And that's a good thing. It was bought with private donations, and by all accounts is an extremely nice piece of property with about 10 miles of river frontage on the pristine Devil's River.
Here's the article from the Statesman:
Up river, there's already the Devil's River State Natural Area. That area has about a mile of river frontage. There's great fishing in that area, particularly for fishers of the fly. Years ago, smallmouth bass were found to be able to live in the cool waters year round, and in the absence of any real fishing pressure, they flourished. I've read that largemouth bass, catfish and a variety of panfish are also found in the Devil's.
There was a recent feature article in Southwest Fly Fishing magazine wherein the intrepid writer and a buddy came to Texas, rented a 4wd in San Antonio and headed south to the Devil's.

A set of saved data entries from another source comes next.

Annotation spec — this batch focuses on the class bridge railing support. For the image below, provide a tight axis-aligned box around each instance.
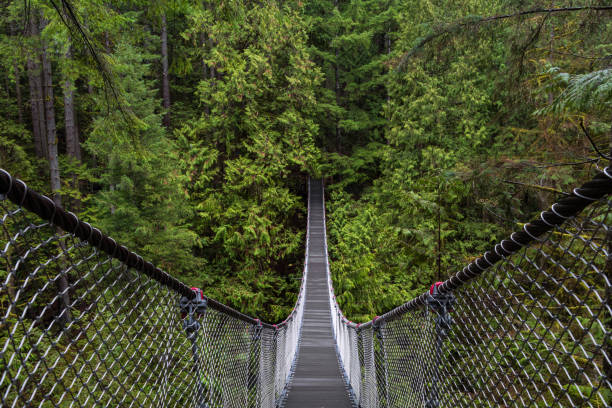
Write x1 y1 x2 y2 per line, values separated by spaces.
424 282 454 408
179 287 209 408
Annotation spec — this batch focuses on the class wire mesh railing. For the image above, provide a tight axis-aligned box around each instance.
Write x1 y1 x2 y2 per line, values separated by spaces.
0 168 306 408
2 165 611 408
325 170 612 408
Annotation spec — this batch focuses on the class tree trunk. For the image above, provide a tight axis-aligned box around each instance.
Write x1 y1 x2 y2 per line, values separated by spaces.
385 27 391 105
41 46 61 205
200 32 211 115
27 17 47 158
14 64 23 124
104 31 112 53
41 15 73 326
161 13 171 128
27 57 45 157
209 40 216 81
63 46 81 162
333 0 341 153
63 45 81 211
200 32 208 80
10 22 24 125
35 62 48 159
204 0 216 82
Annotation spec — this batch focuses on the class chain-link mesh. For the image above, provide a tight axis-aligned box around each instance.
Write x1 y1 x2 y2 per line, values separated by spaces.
0 170 305 408
329 174 611 408
3 167 611 407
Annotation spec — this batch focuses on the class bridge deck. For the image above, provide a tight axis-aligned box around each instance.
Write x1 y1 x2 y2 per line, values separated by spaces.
284 179 353 408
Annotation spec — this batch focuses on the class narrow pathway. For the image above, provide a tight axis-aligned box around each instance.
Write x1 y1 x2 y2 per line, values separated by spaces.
284 179 353 408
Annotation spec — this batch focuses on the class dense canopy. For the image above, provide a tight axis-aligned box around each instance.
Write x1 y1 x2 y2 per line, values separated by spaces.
0 0 610 323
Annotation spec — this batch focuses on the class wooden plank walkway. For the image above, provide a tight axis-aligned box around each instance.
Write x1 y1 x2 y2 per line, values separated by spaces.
284 179 353 408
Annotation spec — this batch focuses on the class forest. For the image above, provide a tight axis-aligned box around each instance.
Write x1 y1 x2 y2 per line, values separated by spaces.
0 0 610 324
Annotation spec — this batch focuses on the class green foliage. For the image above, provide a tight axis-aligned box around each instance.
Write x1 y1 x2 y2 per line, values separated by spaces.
537 67 612 114
0 0 321 322
0 0 609 358
84 42 200 277
323 0 612 322
0 94 37 184
177 0 321 321
0 0 610 405
302 0 397 151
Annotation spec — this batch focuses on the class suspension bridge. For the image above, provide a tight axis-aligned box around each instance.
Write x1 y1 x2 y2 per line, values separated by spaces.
0 167 610 407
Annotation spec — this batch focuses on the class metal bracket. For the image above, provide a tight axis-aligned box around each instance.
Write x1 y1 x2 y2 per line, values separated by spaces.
272 324 279 338
425 282 455 408
425 283 455 337
372 316 384 340
179 287 209 408
180 287 208 335
253 319 263 341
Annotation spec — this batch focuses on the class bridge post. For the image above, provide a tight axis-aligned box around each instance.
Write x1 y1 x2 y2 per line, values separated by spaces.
424 282 454 408
179 288 209 408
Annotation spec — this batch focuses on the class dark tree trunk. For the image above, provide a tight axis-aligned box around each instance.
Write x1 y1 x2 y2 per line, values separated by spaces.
204 1 216 82
335 60 341 153
209 39 216 81
63 45 81 211
333 0 341 153
104 31 112 53
41 14 73 326
63 46 81 162
200 32 208 80
35 63 48 159
63 82 80 160
161 13 171 128
14 64 23 124
26 56 45 158
385 28 391 105
10 22 24 124
27 16 47 158
41 45 61 205
200 32 211 115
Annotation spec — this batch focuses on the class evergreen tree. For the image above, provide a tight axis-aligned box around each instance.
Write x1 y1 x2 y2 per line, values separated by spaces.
85 42 200 277
179 0 322 320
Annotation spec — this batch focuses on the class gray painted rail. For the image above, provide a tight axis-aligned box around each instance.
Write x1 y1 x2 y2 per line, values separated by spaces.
284 179 353 407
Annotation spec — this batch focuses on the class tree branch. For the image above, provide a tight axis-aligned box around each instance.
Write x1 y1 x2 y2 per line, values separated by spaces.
397 5 612 70
502 180 570 196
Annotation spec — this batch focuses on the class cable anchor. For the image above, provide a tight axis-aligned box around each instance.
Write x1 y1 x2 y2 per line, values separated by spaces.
253 319 263 341
179 287 209 408
425 282 455 408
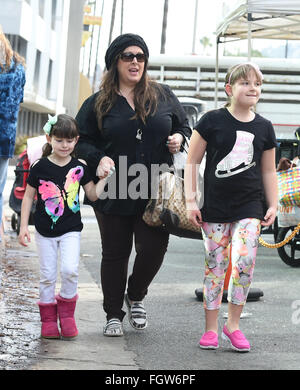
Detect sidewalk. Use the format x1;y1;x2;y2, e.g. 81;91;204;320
1;166;138;371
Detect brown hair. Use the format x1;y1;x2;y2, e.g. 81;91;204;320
94;54;164;130
0;25;25;71
42;114;79;157
224;63;263;108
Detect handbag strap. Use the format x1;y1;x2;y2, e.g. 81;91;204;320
160;158;182;209
170;154;183;180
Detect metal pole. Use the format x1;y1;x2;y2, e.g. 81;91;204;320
108;0;117;45
285;40;288;58
160;0;168;54
214;36;219;108
247;12;252;61
192;0;198;54
92;0;105;92
88;1;97;78
120;0;124;34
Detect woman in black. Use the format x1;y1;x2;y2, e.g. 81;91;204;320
75;33;191;336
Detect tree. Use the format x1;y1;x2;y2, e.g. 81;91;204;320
224;48;263;57
199;36;212;56
160;0;169;54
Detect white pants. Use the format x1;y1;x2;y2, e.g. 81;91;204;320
35;231;81;303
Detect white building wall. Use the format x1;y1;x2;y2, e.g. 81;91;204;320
0;0;84;136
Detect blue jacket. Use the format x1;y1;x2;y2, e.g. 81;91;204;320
0;59;26;158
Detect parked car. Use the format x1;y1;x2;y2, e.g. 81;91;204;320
178;97;206;129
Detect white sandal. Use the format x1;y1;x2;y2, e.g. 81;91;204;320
103;318;123;337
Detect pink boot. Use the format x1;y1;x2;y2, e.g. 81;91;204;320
38;301;60;339
56;294;78;339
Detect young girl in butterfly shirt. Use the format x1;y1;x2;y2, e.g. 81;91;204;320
185;63;278;352
19;114;107;340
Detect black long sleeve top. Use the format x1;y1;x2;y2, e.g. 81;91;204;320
75;83;191;215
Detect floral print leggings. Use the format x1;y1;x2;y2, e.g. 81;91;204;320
201;218;261;310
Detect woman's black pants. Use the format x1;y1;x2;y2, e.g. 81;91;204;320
94;210;169;321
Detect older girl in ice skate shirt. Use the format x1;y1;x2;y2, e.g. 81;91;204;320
185;63;277;352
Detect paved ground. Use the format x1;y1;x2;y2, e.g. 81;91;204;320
1;165;300;376
0;166;137;371
0;226;138;371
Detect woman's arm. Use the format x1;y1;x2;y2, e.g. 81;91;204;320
171;117;192;140
184;130;207;227
75;94;107;173
18;184;36;246
162;84;192;150
261;147;277;226
76;95;116;180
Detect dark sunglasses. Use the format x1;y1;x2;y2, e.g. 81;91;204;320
119;52;146;63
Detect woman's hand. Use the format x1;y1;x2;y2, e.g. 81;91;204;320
96;156;115;179
167;133;184;154
261;206;277;227
277;157;292;171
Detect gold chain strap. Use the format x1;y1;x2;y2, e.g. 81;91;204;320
259;222;300;249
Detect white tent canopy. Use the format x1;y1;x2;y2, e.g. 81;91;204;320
217;0;300;42
214;0;300;106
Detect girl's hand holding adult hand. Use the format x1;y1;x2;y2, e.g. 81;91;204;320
261;206;277;227
167;133;184;154
96;156;115;179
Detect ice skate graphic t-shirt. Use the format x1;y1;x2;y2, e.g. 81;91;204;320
27;157;92;237
195;108;277;223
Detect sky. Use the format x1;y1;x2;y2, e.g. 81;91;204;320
81;0;293;75
82;0;226;72
101;0;224;55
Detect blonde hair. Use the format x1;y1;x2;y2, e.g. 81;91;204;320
0;24;25;71
224;63;263;107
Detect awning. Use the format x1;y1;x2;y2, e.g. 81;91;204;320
214;0;300;106
217;0;300;42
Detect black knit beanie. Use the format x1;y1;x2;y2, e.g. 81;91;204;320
105;33;149;70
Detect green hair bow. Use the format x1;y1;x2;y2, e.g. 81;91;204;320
43;114;58;135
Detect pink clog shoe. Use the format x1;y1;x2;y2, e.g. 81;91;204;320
199;331;219;349
222;324;250;352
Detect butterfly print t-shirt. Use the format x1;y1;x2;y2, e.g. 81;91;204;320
27;157;92;237
194;108;277;223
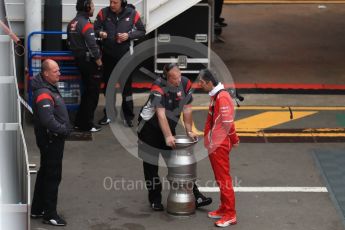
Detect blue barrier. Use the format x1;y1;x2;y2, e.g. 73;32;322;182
27;31;81;111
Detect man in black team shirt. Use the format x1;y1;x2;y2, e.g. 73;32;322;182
137;64;212;211
67;0;103;132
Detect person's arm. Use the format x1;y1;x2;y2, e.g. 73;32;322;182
182;104;197;139
180;78;196;138
81;21;102;61
94;9;107;38
156;107;176;148
218;93;240;146
203;108;212;148
128;11;146;40
35;91;70;136
118;10;146;42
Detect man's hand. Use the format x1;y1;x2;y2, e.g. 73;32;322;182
117;33;129;42
187;131;198;141
99;31;108;39
165;136;176;149
95;58;102;67
94;59;103;77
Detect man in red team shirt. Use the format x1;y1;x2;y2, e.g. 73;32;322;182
198;69;240;228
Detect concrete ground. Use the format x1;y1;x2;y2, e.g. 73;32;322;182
27;94;345;230
27;3;345;230
213;4;345;85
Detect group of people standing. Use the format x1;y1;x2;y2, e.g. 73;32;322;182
30;0;239;228
67;0;145;132
30;0;145;226
137;64;239;227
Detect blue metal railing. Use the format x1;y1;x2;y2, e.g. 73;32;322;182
27;31;81;111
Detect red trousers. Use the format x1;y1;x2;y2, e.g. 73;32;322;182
209;146;236;216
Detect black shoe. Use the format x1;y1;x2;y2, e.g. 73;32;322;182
218;21;227;27
219;17;225;22
215;27;222;36
89;125;102;132
124;119;134;127
195;195;213;208
30;211;44;219
151;202;164;211
215;22;227;28
43;215;67;226
214;22;222;29
98;115;111;125
215;35;225;43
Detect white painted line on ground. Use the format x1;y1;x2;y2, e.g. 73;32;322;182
199;187;328;193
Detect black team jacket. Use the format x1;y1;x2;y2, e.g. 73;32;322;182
94;4;146;60
32;73;71;137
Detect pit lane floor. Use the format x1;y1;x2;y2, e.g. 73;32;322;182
27;3;345;229
26;93;345;230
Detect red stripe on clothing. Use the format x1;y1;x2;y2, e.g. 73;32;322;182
98;10;104;21
82;22;93;34
36;93;54;105
186;80;192;91
151;85;164;95
134;11;140;24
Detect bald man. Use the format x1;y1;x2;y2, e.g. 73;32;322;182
31;59;71;226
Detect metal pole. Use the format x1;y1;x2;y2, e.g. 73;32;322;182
25;0;42;67
144;0;149;30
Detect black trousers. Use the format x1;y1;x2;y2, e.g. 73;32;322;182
215;0;224;23
31;129;65;218
74;56;101;130
138;134;202;204
103;53;134;121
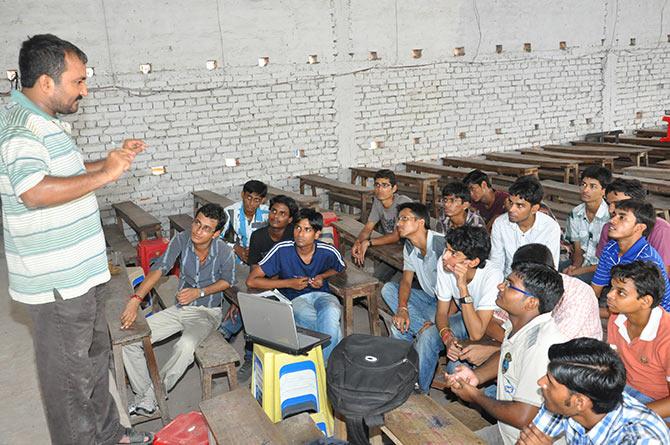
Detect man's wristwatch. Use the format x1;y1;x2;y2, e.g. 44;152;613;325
458;295;474;305
199;289;205;298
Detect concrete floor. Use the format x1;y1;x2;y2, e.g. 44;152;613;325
0;248;488;443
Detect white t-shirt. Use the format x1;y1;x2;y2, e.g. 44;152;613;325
489;211;561;277
497;313;568;445
435;260;502;312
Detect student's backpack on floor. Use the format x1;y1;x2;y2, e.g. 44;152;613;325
326;334;419;445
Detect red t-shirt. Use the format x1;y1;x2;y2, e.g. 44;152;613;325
473;190;509;224
608;307;670;401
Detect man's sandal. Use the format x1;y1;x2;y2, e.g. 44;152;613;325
118;427;154;444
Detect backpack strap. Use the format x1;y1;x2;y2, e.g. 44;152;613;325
345;416;369;445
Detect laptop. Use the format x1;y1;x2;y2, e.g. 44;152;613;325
237;290;330;355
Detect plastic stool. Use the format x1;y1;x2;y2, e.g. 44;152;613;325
251;343;333;436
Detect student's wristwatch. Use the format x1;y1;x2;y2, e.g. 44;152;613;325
199;289;206;298
458;295;474;305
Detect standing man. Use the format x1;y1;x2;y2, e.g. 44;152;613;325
0;35;151;444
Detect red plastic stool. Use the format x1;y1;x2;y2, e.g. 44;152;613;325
153;412;210;445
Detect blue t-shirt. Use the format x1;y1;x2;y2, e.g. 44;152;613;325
259;240;346;300
593;237;670;311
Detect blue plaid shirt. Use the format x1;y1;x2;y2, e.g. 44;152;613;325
151;231;235;308
533;393;670;444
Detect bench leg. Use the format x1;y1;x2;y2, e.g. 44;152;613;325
143;336;171;424
367;288;381;336
201;368;213;401
226;363;239;390
112;344;129;415
344;295;354;337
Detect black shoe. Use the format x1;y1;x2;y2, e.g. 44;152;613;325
237;359;253;382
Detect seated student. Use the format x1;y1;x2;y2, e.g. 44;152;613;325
414;226;502;393
462;169;510;230
518;337;669;445
120;204;234;415
436;181;485;235
381;203;445;349
221;180;270;264
445;262;567;445
220;195;298;381
246;208;345;359
606;261;670;420
562;165;612;283
592;199;670;313
596;178;670;274
490;175;561;276
452;243;603;375
351;169;411;281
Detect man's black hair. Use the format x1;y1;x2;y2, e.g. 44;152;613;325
611;261;666;308
19;34;88;88
511;262;564;314
242;180;268;197
269;195;299;220
581;166;612;189
548;337;626;414
374;169;397;187
605;178;647;201
442;181;472;203
295;208;323;232
509;175;544;206
462;169;492;188
511;243;554;269
445;226;490;269
196;203;227;233
397;202;430;230
614;199;656;237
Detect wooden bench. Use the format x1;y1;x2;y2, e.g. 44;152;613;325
105;264;170;425
299;174;374;221
201;387;323;445
539;180;581;205
657;160;670;168
603;135;670;148
350;167;441;216
564;142;651;166
404;161;496;182
443;156;539;178
636;127;669;138
112;201;162;241
195;332;240;400
484;151;579;184
192;190;235;215
327;191;374;217
334;394;485;444
614;173;670;196
622;166;670;181
102;224;137;265
519;148;616;171
330;261;381;336
266;185;320;208
167;213;193;237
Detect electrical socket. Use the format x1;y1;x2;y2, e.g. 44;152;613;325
86;67;95;78
150;166;167;176
6;70;17;81
206;60;217;70
139;63;152;74
225;158;239;167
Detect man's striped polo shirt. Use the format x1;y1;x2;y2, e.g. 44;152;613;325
0;90;109;304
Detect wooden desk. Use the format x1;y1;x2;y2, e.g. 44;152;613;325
112;201;162;241
657;160;670;168
266;185;319;208
192;190;235;215
331;216;403;271
603;135;670;148
519;148;616;171
540;180;581;205
105;263;170;425
404;161;496;181
484;152;579;184
168;213;193;237
613;173;670;196
102;224;137;265
622;166;670;181
350;167;440;216
201;388;322;444
299;174;374;222
443;156;539;177
564;142;651;166
636;127;668;138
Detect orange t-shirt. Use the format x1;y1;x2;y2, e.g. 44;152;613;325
608;307;670;401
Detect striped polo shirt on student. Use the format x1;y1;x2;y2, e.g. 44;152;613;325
0;90;109;304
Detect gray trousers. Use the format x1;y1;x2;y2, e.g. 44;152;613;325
122;305;222;401
25;285;124;445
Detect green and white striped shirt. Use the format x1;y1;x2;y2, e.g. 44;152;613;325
0;90;109;304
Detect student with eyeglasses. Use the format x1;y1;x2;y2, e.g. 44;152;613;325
351;169;411;281
120;203;235;416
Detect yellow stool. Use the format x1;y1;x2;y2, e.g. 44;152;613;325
251;343;333;436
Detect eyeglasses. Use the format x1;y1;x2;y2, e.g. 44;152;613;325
192;219;215;234
502;278;536;299
438;197;463;206
374;182;393;189
398;215;418;222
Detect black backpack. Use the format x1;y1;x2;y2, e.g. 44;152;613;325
326;334;419;445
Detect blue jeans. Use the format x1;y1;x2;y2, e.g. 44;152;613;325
382;282;439;393
292;291;342;360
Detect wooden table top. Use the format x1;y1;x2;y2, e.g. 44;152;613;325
561;143;652;155
350;166;440;182
192;190;235;209
331;217;403;270
485;152;579;168
405;161;497;179
266;185;319;207
111;201;161;233
105;264;151;346
519;148;616;164
299;174;373;195
636;127;668;138
443;156;539;175
622;166;670;181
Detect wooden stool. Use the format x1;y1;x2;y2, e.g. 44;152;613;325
330;263;381;336
195;332;240;400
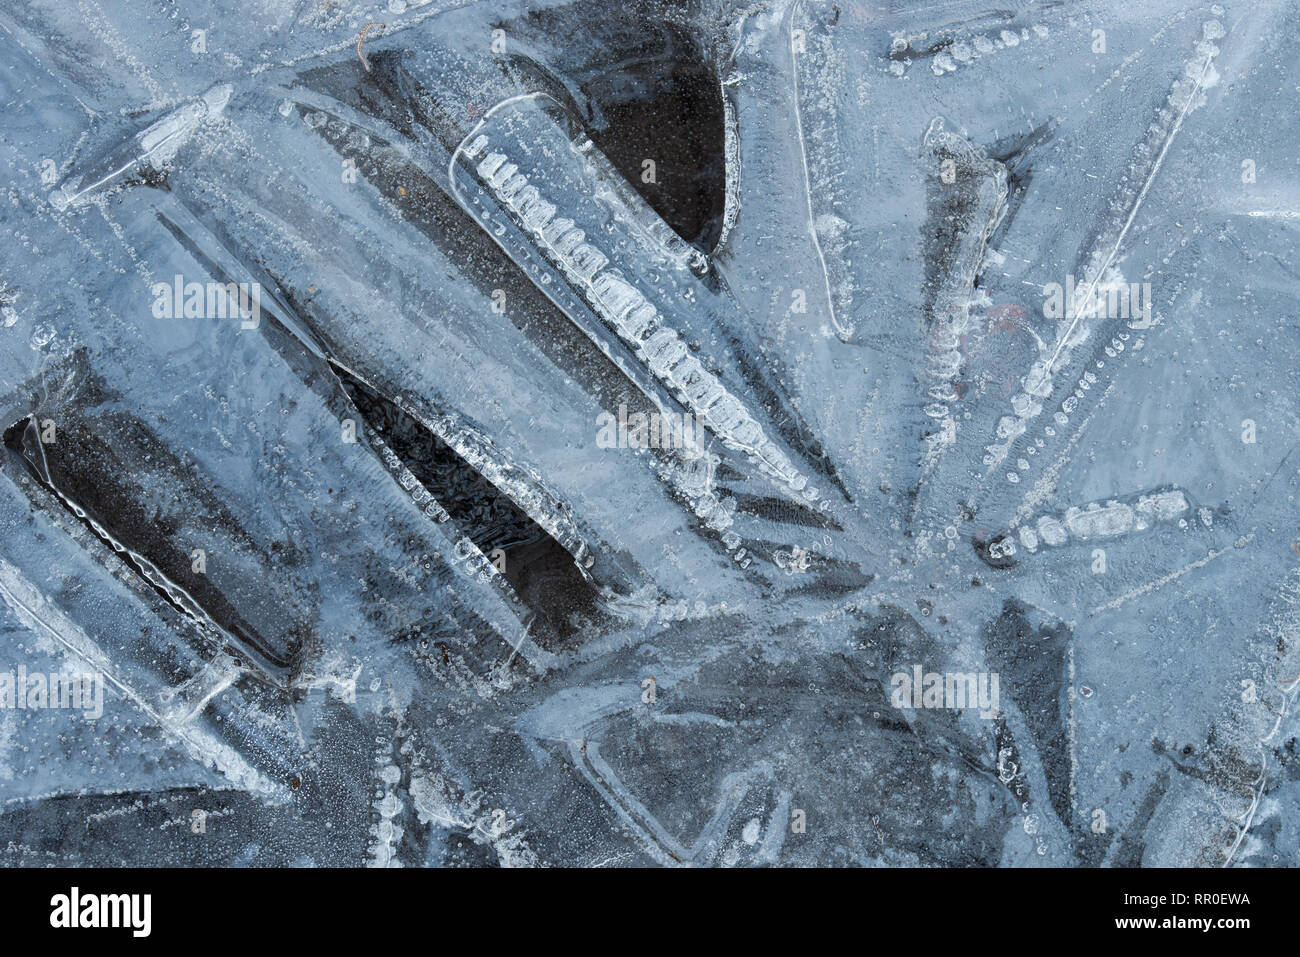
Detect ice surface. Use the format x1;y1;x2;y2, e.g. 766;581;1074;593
0;0;1297;867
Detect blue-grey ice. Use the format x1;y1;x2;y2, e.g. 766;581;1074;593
0;0;1297;867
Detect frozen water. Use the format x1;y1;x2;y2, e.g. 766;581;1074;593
0;0;1297;867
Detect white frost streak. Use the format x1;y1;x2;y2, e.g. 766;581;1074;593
1088;534;1249;616
985;22;1224;474
0;557;281;799
789;0;853;340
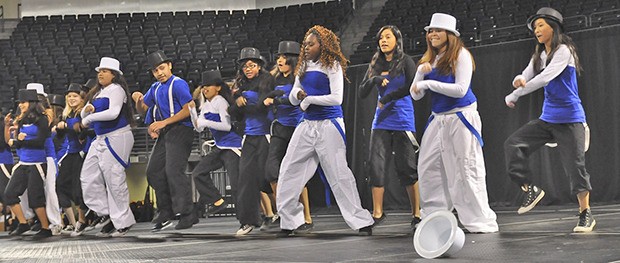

They hired a guide, and he has access or owns a lot in a subdivision that is on the Devil's River. But to get to the guide's place, you had to traverse a "river road" some miles in length that actually required driving in the river, yes, in the river, over some pretty tough terrain.
Although I've never been there, I hereby swear to change that fact sometime in the first half of 2011. I do know from extensive reading and from talking with friends who have canoe'd or kayaked the Devil's or have fished at the State Natural Area and in the Dolan Falls area, that EVERYTHING in and around the river scratches, bites, scrapes, sticks, pricks, cuts, rips and otherwise damages you and your gear. Nature in that area is equipped to survive, and the Devil's is literally an oasis in the middle of South Texas semi-desert country. Surface water in that part of Texas that is not "seasonal" is a rarity, and thus abundant wildlife can be found all around the Devil's River ecosystem.
The Devil's River has long been proclaimed the cleanest river in Texas. To the east of the Devil's River lies the "Country of 11oo Springs", as said for years in advertisements for Pearl Beer, which was brewed with "clear spring water" from the aforesaid "Country of 1100 Springs".
But to the west of Rocksprings, there are not near as many year round creeks or rivers as there are to the east. So the Devil's River is literally an oasis in that part of Texas.
It's not just environmentally tough. Here's some links to previous posts I've made about the Devil's River with and other links including a great article by Joe Nick Patoski. http://www.joenickp.com/water/devilsriver.html.
3 Cool Texas fishing spots
Joe Nick Patoski
Southwest Fly Fishing
And here, where I seem to forget about the State Natural Area as a fishing option but I regale you with why Billy Ray and I won't be kayaking the Devil's River, or any River for that matter. More Devil's River and Kayaking Musings
There was also at least one website talking about the not too distant past of perhaps 15 or 20 years ago when a fellow who I think is a guide there was beseiged with gunfire from a hidden gunman, who apparently wasn't kidding.
So it's still the wild west in some parts. Landowners in many parts of Texas are mighty serious about folks not setting foot on their riverbank, and many consider the old Spanish common law rule that the landowner owns the land to the middle of the river to be the law of the land, which it is not. I know I've heard stories about barbed wire in the past across the Devil's, and I've personally seen barbed wire across a river on the Medina and the James Rivers. Many times.
I've heard tell of river runners on the Devil's being greeted by long arm bearing landowners and advised to keep on paddling. I know it's happened on other rivers but this is one place it could be likely to happen.
I have a aquaintance that bought a five acre lot that has about 1000' of river frontage on the west bank of the Devil's about 10 years ago. At $50K, it was a bargain, considering it came with a fairly decent trailer that was mounted on a elevated platform like a beachhouse. I saw pictures of his place, and there were several nice deep pools in the river fronting his place.
Apparently it is an arduous trek to get to many of the locations on the Devil's River, which of course is why it is still a nice place. Although my land owning friend didn't have to drive through the river to get to his land, he did say that he had to travel about 25 miles over a variety of trail-like roads and private right of ways to get to his place.
As I recall, it's about a 15 or 20 mile drive on a bad unpaved "road" to get to the State Natural Area, but Billy Ray says he's ready to go for it in his new 4WD Jeep.
More later about the Devil's River.
And Merry Christmas to all of you of my persuasion. And for all others, Happy Holidays!